Santa Cruz Adult School was one of the first schools to offer group classes after the software became available in 2006, Instructor Donna La Valley said.
In her six classes of 20 students each, only two students reported having no improvement, she said. The exercises will not improve hearing or eyesight, she added, only the processing of the information which those senses gather.
“Some are just thrilled with the change,” LaValley said.
It’s a better brain workout than doing crossword puzzles, for instance, because it constantly adapts to the student’s level, increasing the difficulty as the student improves, Instructor John Burke said.
Burke, a clinical psychologist who has long been interested in brain function, said he has seen students improve from 20 to 40 percent.
“I’ve been very impressed,” he said. “It’s very sophisticated software. And people are very interested in brain health; it’s a class whose time has come.”
Right-brain people tend to be visual learners while left-brain people tend to be auditory learners, he said, recommending that people take the course that will strengthen their weakness.
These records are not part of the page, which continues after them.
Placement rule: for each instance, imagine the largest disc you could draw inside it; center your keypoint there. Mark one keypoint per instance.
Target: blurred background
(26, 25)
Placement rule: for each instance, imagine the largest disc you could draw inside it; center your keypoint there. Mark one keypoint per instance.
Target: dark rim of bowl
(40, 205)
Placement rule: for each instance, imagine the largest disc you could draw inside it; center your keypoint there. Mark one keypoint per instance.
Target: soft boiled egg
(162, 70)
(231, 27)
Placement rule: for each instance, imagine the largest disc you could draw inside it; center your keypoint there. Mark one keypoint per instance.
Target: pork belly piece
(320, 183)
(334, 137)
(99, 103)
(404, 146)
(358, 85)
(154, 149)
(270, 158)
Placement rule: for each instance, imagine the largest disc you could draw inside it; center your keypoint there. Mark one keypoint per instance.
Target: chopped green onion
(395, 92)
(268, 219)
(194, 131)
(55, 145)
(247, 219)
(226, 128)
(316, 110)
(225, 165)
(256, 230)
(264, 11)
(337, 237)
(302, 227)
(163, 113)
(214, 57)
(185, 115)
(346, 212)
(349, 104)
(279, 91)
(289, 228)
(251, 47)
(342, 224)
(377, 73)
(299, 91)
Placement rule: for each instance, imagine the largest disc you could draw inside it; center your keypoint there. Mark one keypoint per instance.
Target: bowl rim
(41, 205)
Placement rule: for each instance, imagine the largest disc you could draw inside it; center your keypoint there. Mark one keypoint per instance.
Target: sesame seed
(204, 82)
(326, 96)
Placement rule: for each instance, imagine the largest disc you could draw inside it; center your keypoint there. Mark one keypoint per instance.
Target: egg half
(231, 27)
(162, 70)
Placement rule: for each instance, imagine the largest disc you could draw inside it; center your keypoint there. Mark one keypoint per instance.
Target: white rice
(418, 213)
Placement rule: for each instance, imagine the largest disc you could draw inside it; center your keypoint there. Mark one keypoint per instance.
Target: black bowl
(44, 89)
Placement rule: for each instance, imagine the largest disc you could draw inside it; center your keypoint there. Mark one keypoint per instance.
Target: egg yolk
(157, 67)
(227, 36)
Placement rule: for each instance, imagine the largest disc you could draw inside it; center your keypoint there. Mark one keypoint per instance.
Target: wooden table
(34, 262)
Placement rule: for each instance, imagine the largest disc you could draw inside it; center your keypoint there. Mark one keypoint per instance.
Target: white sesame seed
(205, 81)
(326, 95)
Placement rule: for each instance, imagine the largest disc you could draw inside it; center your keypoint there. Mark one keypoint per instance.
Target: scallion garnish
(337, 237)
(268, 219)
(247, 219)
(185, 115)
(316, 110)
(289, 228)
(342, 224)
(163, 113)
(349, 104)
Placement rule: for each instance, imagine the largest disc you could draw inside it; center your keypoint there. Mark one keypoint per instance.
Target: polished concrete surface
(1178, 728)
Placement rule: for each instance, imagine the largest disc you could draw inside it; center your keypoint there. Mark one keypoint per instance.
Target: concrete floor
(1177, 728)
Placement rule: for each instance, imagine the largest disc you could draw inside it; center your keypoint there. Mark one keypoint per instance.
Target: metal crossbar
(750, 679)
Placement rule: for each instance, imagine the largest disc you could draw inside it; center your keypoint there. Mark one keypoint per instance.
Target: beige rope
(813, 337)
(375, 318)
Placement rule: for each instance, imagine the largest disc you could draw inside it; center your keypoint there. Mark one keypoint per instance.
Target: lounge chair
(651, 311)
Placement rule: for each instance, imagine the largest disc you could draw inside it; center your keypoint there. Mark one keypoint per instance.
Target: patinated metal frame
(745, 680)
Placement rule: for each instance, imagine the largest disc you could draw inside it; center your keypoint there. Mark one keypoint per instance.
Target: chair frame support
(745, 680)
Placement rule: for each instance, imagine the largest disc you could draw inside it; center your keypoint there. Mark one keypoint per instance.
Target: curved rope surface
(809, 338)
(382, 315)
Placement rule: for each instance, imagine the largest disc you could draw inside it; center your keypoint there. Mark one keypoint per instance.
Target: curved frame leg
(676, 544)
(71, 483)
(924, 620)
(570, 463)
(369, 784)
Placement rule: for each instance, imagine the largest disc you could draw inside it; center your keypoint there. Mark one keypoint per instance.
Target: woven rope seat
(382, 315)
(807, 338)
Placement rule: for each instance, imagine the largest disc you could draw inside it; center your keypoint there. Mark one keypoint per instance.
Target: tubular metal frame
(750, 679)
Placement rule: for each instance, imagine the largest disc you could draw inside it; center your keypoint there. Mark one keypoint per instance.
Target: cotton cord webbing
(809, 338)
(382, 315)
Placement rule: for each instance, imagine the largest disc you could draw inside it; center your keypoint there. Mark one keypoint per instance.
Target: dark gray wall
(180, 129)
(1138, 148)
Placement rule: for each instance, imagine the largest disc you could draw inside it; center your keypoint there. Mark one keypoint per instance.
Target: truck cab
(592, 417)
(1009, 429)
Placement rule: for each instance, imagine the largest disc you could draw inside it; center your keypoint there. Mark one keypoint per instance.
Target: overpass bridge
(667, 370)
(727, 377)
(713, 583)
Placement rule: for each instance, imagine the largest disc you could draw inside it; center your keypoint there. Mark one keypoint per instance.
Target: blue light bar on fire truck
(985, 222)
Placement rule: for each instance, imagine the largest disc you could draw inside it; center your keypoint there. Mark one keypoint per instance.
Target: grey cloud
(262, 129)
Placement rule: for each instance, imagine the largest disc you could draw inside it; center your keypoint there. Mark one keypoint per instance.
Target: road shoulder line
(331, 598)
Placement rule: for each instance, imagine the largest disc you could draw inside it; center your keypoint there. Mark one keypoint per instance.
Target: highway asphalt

Santa Cruz Adult School Principal Mary Powers said she did just that and completed the auditory Brain Fitness course.
“It really gets down to the gut level, to the roots of memory,” said Powers, 59. “I think I definitely have increased functions.”
Student Norma Cordova said she decided to take the class after her work as a healer slowed down with the economy.
As a 70-year-old, she said she realizes that she has taken things for granted. She recently signed up for a Portuguese class too, she said.
“This gives me a sense of what I didn’t know about brain capacity,” Cordova said. “It’s fun and challenging and I see my own need to put something into it and be more alert. And it seems like I’ve even more active mentally and willing to engage in more things that are mentally challenging.”
For Al Smith, a 78-year-old retired IBM engineer, it is just nice to know that the brain can get “reconnected” and continue learning, he said.
“I think it’s great it’s available,” he said. “It’s nice to know that people are working on things like this.”